TOKYO — Japan took a symbolically significant step toward playing a more active role in regional security Tuesday, when Prime Minister Shinzo Abe announced that his government would reinterpret the antiwar constitution to allow Japanese armed forces to come to the aid of friendly nations under attack.
The long-expected decision by Abe's Cabinet changes a more than six-decades-old reading of the constitution, which had strictly limited Japan's forces to acting solely in its own defense. The new interpretation, known as "collective self-defense," will allow Japan to use its large and technologically advanced military in ways that would have been unthinkable just a few years ago, such as coming to the aid of a U.S. ship under fire, or shooting down a ballistic missile aimed at the United States.
Abe had sought even broader leeway for his nation's military but was forced to compromise after resistance from both within his governing Liberal Democratic Party and its coalition partner, a small Buddhist party.

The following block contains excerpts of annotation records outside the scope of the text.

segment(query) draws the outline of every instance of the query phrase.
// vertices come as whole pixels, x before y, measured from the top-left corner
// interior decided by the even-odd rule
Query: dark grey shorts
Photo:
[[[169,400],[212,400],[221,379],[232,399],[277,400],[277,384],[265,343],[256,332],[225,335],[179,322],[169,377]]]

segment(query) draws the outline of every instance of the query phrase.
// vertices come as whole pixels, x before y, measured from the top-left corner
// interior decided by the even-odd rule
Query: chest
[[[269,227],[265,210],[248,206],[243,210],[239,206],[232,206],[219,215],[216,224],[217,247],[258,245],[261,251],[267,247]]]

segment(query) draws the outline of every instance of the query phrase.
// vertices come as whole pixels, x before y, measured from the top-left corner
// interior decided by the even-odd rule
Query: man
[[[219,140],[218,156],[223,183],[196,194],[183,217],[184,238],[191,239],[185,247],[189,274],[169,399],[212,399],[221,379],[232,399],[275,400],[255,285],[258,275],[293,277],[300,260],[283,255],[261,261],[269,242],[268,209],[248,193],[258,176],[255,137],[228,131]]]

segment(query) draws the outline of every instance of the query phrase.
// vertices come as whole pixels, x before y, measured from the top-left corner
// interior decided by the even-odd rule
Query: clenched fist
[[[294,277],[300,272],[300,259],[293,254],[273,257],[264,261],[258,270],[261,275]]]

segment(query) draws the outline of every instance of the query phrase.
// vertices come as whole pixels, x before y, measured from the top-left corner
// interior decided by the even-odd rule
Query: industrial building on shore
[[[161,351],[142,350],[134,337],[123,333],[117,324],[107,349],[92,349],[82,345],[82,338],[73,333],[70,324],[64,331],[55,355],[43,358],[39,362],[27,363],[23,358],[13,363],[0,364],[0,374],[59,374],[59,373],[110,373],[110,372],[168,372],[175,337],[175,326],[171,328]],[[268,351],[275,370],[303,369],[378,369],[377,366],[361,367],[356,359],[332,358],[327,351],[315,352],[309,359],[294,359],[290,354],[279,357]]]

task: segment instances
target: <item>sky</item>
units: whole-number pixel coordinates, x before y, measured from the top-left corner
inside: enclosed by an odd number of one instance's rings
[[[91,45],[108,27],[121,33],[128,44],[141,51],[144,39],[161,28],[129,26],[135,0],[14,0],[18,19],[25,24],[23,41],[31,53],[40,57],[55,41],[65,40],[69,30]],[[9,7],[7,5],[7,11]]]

In a sign of how potentially divisive the change could be, some 10,000 demonstrators gathered in front of the prime minister's residence the previous evening to protest the change. Still, most Japanese seemed to at least tentatively accept the change — a sign, analysts said, of the growing anxiety here over China's rising military might and its increasingly forceful claims to disputed islands now controlled by Japan.
"The growing pressure from China has changed the political debate within Japan," said Kazuhisa Kawakami, a political expert at Meiji Gakuin University in Tokyo.